I am sharing what ‘I Saw and I Learnt’ at BlogAdda.com in association with DoRight.in.
At the commencement of this year around six months ago, I was travelling back to Hyderabad from Calcutta. As always with that route of travel, I was a little depressed to leave home and loved ones again toward a city I didn’t like. Thankfully the feeling didn’t last long because it were the ultimate time I would be travelling on that route. We were scheduled to move from Hyderabad to Pune in a few days upon our return from Calcutta, and that at least brought a streak of joy inside me. Normally when I travel by Indian Railways, I pray silently for a lower berth after booking the ticket. The God of Railways doesn’t like me much though. It has been a middle or upper berth for me each time I have travelled in the last three years. This last time turned out to be different, as the Gods were moved by my sufferings and I was granted a lower berth. A happy me arrived at the station for boarding and checked the passenger list, just in case. To my disappointment, the co-passengers in my coupe were three elderly people, an octogenarian gentleman, a septuagenarian lady and another gentleman just shy of being a senior citizen.
I was a little upset, yes. At the same time I and my husband prepared ourselves to offer the comfort to them.
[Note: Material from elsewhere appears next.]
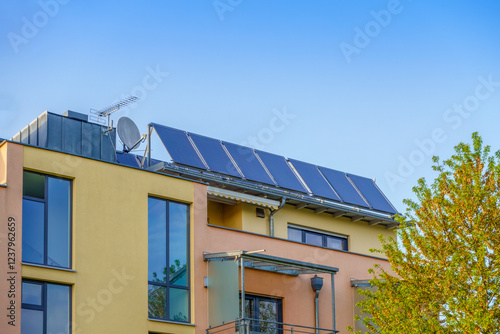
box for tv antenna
[116,116,146,153]
[90,96,139,131]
Being in my thirties, I am still capable of keeping my claustrophobia (of middle berth) in control than forcing the elderly into discomfort. We enjoyed the limited sprawl of lower berths for about two hours until the train reached Jamshedpur and our senior co-passengers boarded the coupe. I was half expecting a frail couple considering their ages on the chart, but was greeted with amazing smiles from two surprisingly agile people. The gentleman was the quintessential Bengali silver-haired grandpa with a permanent smile in his eyes, and the lady resembled my mother more than grandma. We promptly offered them both the lower berths that we had, as they panted for breath after running a long way to board the correct coupe. Their companion for the journey was a distant relative who was evidently very fond of them. It didn’t take much time to strike a conversation in Bengali, and then there was no dam to hold the free-flowing adda.